Fish consumption in itself, however, is not the main goal. Associations between the long chain omega-3 fatty acids found in fish and a reduction in cardiovascular disease, and possible cognitive benefits, and the poor conversion of pre-cursor ALA to the longer chain variants DHA and EPA are behind these recommendations.  A recent cross-over study, by  Djuricic  and co-workers, looked at whether meeting recommendations for omega-3 fatty acid intakes via either fish or EPA/DHA supplements allowed low fish consumers to attain blood levels adequate for reduction in cardiovascular disease. In Serbia, where the study was conducted, fish consumption is low and around half the population consumes fish less than once a week. The researchers randomized 35 middle-aged men and women who normally consumed fish less than once per week to a cross-over study to consume either cold smoked salmon twice a week (providing 274+671 mg EPA and DHA per day) or two fish oil capsules per day with meals (providing 396+250 mg EPA and DHA per day). The supplementation period was for 8 weeks, and was followed by a 6-month washout period.

Both treatments resulted in a statistically significant increase in red blood cell and platelet long chain omega-3 fatty acid levels. Despite different doses provided by the fish and supplements, there was no significant difference in the levels obtained between the dietary and supplemental sources. While the mean percentage of EPA and DHA in red blood cells was somewhat low at 5.4% at the start of the study (levels of less than 4% are considered to be a strong concern, according to Harris), and mean levels increased to 6.7%, the intervention did not help subject achieve target levels of 8% EPA and DHA in red blood cells. It is likely that this relatively modest dose of EPA and DHA over a short period of time was not enough to bring subjects into the healthy range.

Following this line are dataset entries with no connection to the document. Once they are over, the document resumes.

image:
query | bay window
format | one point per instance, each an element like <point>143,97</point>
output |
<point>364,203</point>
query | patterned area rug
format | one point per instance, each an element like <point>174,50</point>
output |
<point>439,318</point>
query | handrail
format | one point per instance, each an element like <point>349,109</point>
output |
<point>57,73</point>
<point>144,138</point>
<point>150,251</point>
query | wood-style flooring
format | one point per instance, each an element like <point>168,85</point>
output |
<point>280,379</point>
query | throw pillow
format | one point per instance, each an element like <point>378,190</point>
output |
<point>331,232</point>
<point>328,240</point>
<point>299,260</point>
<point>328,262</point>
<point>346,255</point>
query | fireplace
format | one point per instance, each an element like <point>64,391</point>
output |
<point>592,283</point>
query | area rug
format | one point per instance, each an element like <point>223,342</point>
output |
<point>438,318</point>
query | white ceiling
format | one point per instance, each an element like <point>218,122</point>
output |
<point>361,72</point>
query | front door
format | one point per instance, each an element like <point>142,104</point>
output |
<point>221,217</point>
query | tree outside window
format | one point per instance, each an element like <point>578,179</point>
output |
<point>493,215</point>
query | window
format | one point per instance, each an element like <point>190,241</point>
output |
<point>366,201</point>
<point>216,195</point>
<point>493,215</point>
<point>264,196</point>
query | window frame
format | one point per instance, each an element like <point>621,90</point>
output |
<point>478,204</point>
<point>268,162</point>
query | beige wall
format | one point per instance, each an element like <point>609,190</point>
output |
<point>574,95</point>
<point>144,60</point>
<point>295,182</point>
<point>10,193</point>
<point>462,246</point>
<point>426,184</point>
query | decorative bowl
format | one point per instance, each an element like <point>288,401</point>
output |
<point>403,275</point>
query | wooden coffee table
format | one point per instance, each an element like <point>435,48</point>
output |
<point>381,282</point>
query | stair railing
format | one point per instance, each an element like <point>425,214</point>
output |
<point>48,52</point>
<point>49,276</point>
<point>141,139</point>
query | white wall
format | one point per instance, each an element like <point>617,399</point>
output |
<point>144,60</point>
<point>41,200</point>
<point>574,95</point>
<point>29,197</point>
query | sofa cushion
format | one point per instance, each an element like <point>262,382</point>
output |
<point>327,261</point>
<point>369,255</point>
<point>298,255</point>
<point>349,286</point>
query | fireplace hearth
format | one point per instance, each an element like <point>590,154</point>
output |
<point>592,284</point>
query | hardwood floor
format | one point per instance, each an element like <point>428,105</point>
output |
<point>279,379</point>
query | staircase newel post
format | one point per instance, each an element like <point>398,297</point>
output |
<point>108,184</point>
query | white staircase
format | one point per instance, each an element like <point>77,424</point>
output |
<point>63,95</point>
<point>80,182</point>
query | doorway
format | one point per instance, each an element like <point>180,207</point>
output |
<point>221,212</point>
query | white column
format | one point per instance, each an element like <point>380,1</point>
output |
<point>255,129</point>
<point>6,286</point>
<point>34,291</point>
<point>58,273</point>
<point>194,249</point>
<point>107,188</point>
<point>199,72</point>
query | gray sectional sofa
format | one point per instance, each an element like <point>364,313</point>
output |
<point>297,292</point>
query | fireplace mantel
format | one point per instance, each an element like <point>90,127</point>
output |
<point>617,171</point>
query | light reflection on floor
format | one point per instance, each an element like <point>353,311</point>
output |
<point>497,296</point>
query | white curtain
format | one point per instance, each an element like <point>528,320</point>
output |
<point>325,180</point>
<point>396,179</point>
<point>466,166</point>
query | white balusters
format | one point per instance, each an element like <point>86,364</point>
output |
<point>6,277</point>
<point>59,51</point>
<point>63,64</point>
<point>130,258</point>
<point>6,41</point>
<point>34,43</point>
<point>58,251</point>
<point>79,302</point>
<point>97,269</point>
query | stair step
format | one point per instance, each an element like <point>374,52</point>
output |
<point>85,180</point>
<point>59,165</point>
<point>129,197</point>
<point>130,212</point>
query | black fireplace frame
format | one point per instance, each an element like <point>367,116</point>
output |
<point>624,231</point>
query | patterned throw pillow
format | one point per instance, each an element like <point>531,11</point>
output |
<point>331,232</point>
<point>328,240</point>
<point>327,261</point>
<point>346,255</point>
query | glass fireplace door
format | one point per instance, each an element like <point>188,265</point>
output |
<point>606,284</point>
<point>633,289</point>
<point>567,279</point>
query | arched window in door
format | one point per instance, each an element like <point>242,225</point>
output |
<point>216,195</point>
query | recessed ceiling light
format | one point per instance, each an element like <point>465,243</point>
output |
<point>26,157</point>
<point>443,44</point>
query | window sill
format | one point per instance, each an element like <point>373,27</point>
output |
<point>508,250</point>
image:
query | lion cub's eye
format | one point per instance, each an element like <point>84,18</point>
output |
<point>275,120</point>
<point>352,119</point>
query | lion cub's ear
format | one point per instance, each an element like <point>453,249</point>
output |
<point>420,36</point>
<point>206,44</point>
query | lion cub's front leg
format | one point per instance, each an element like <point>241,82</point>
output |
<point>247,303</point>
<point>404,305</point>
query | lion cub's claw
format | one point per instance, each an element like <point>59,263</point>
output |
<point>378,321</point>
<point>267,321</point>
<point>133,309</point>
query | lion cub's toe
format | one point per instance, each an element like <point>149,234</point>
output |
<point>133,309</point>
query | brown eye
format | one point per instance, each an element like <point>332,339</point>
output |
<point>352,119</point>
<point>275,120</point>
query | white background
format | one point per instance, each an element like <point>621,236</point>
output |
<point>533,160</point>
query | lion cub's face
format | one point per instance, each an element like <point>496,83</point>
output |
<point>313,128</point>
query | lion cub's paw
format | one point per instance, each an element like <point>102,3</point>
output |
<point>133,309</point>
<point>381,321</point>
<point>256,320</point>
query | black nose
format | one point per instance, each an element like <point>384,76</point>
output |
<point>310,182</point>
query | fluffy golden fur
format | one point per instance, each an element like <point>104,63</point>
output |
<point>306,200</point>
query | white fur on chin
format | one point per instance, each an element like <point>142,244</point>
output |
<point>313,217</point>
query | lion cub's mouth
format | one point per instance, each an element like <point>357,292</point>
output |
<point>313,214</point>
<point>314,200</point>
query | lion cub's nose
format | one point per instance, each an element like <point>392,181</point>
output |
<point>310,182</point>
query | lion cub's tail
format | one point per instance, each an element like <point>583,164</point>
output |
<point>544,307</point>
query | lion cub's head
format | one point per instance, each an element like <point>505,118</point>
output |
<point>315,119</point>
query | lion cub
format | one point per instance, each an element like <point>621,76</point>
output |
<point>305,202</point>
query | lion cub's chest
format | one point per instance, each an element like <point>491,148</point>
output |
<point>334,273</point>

These are the results of an intervention study, and show that incorporating fish or supplements were both effective in raising levels of omega-3 in the body. How well do your omega-3 fatty acid intakes meet recommendations? There are some sophisticated dietary analysis programs available free to help people calculate omega-3 intakes such as Supertracker, a DHA calculator based on the normal US diet, and food frequency questionnaires such as this one from the Canadian University of Waterloo. It is also possible to reflect on your normal diet and consider whether you consume fish, especially fatty fish like salmon, mackerel, herring or tuna, once or twice a week, or a supplement with 200-500 mg EPA+DHA per day. If you don’t meet the mark, will your New Year’s resolution this year be to increase your intake of DHA and EPA?


Main citation:

Ivana D. Djuricic, Sanja D. Mazic, Jelena M. Kotur-Stevuljevic, Vladimir R. Djordjevic, Sladjana S. Sobajic. Long-chain n-3 PUFA dietary recommendations are moderately efficient in optimizing their status in healthy middle-aged subjects with low fish consumption: A cross-over study. Nutrition Research, Available online 3 January 2014. http://dx.doi.org/10.1016/j.nutres.2013.12.008


Supporting citations:

Harris WS. The omega-3 index: clinical utility for therapeutic intervention. Curr Cardiol Rep. 2010 Nov;12(6):503-8. doi: 10.1007/s11886-010-0141-6. http://www.ncbi.nlm.nih.gov/pubmed/20809235

Jianjun Zhang, M.D., Satoshi Sasaki, M.D., Ph.D., Keiko Amano, M.D., Ph.D., Hugo Kesteloot, M.D., Ph.D. Fish Consumption and Mortality from All Causes, Ischemic Heart Disease, and Stroke: An Ecological Study. Preventive Medicine, Volume 28, Issue 5, May 1999, Pages 520–529. http://dx.doi.org/10.1006/pmed.1998.0472

*The smell of the fish cooking, and the presence of bones in these small fish, were particularly off-putting to me as a child.